Pieces of Modesty explained

Pieces of Modesty
Author:Peter O'Donnell
Country:United Kingdom
Language:English
Series:Modesty Blaise
Genre:Spy fiction
Publisher:Pan Books
Release Date:1972
Media Type:Print
Isbn:0-330-02961-4
Dewey:823/.914 19
Congress:PR6029.D55 P5 1986
Oclc:13821797
Preceded By:The Impossible Virgin
Followed By:The Silver Mistress

Pieces of Modesty is a short story collection by Peter O'Donnell featuring his action heroine, Modesty Blaise, first published in 1972. It was O'Donnell's first such collection of stories (he would publish a second, Cobra Trap, decades later).

The stories featured in this collection are:

  1. "A Better Day to Die"
  2. "The Giggle-Wrecker"
  3. "I Had a Date with Lady Janet"
  4. "A Perfect Night to Break Your Neck"
  5. "Salamander Four"
  6. "The Soo Girl Charity"

Elements from some of these stories would appear in the Modesty Blaise comic strip which O'Donnell wrote concurrent with his book series. "I Had a Date with Lady Janet" is distinguished as the only Modesty Blaise tale to be told in the first person by Modesty's right-hand man, Willie Garvin. Later novels would include characters introduced in these stories (including the aforementioned Lady Janet), and reference events in some of them (such as "Salamander Four" and past events depicted in "I Had a Date with Lady Janet").

The stories in this collection predate the publication of the book by several years. In the 1960s they were planned for publication in a book that would have been illustrated by O'Donnell's comic strip artist, Jim Holdaway who died in 1970. That edition was never produced. Holdaway's illustrations for the stories exist and have been reprinted in various magazines. The stories were originally published as newspaper inserts in Australia in 1970, in a weekly called Pix, under the series title "Pay for Your Holidays Book (1–6)". The original order was:

  1. Modesty Blaise and the Men of Salamander Four (3 January 1970)
  2. A Perfect Night to Break Your Neck (10 January 1970)
  3. A Better Day to Die (17 January 1970)
  4. The Giggle Wrecker (24 January 1970)
  5. The Soo Girl Charity (31 January 1970)
  6. I Had a Date with Lady Janet (7 February 1970)

All were illustrated and eight pages long. The artists were uncredited, though the front page illustrations are signed by Holdaway for the first five (and the last looks like Holdaway's work). The interior illustrations appear to be by a different artist.
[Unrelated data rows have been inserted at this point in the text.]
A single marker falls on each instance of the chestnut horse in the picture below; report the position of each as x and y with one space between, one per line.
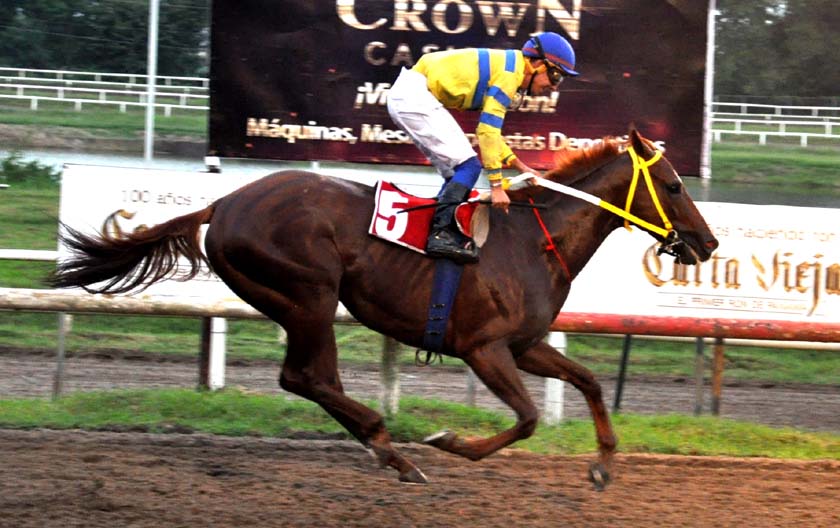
293 244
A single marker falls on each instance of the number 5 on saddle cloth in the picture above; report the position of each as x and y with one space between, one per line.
405 219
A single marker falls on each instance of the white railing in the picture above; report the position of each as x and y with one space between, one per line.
114 89
778 110
71 77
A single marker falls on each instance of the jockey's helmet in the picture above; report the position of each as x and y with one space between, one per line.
553 48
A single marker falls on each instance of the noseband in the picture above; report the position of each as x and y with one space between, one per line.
671 243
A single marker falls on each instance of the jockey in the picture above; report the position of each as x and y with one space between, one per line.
490 81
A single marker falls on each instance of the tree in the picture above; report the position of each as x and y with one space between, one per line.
777 47
105 36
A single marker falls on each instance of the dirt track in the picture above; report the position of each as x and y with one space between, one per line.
71 478
802 406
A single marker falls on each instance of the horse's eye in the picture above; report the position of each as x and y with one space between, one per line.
674 188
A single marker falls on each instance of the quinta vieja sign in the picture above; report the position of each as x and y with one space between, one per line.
308 79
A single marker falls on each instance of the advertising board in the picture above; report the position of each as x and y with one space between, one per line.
773 263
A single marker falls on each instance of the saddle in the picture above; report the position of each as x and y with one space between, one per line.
404 218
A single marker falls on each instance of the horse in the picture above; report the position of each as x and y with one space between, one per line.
294 243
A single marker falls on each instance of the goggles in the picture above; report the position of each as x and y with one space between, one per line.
555 75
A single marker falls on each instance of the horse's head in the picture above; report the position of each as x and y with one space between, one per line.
657 196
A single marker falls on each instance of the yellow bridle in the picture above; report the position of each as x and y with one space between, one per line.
640 167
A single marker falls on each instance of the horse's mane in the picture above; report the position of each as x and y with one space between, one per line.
573 164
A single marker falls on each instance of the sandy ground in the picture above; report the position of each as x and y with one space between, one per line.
106 479
807 407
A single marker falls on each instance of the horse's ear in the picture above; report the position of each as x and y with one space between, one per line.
636 140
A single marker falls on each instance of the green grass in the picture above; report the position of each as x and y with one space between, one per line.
28 216
235 413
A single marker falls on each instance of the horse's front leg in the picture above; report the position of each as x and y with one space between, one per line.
545 361
494 365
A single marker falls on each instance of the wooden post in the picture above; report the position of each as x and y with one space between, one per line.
58 379
699 366
204 355
471 384
554 395
389 397
717 376
622 372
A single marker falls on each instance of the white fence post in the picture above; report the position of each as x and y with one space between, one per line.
553 412
218 333
389 397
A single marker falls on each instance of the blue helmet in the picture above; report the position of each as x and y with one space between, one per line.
553 48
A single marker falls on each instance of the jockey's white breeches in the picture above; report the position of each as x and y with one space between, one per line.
429 124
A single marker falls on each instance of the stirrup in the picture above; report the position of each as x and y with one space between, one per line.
453 246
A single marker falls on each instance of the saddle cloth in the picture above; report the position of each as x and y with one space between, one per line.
411 228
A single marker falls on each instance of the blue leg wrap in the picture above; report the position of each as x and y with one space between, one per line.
467 172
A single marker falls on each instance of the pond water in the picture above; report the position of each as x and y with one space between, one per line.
707 190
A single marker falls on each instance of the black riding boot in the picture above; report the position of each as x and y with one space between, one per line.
445 240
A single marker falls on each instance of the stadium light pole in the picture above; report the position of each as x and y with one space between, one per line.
151 81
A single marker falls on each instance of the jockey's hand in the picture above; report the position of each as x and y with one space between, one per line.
500 198
522 168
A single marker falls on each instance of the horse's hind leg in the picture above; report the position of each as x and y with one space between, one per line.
310 370
495 367
307 311
545 361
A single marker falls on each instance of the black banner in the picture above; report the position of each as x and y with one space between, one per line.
308 79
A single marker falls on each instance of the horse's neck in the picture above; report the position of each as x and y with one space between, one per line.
579 228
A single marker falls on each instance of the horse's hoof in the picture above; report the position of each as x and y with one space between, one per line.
414 476
599 476
441 439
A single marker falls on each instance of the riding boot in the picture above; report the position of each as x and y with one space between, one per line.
445 239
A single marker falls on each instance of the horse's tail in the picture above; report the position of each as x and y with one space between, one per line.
118 264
Pieces of Modesty is unusual in the Modesty Blaise canon as it was the only book in the series not published in its first edition by Souvenir Press, instead being published exclusively in paperback by Pan Books. In 1986, the American company Mysterious Press issued the book's first and (to date) only hardcover edition. In the 2000s, Souvenir Press began a series of reprints of the Modesty Blaise books, and after acquiring the rights, re-issued Pieces of Modesty in March 2010 with new cover artwork based on the original hardback edition of the first Modesty Blaise novel (as no first-edition hardback was published of Pieces of Modesty).

In the early 1980s, a dramatic reading of the story "I Had a Date with Lady Janet" was released on cassette tape by Pickwick Talking Books, PTB611, featuring John Thaw.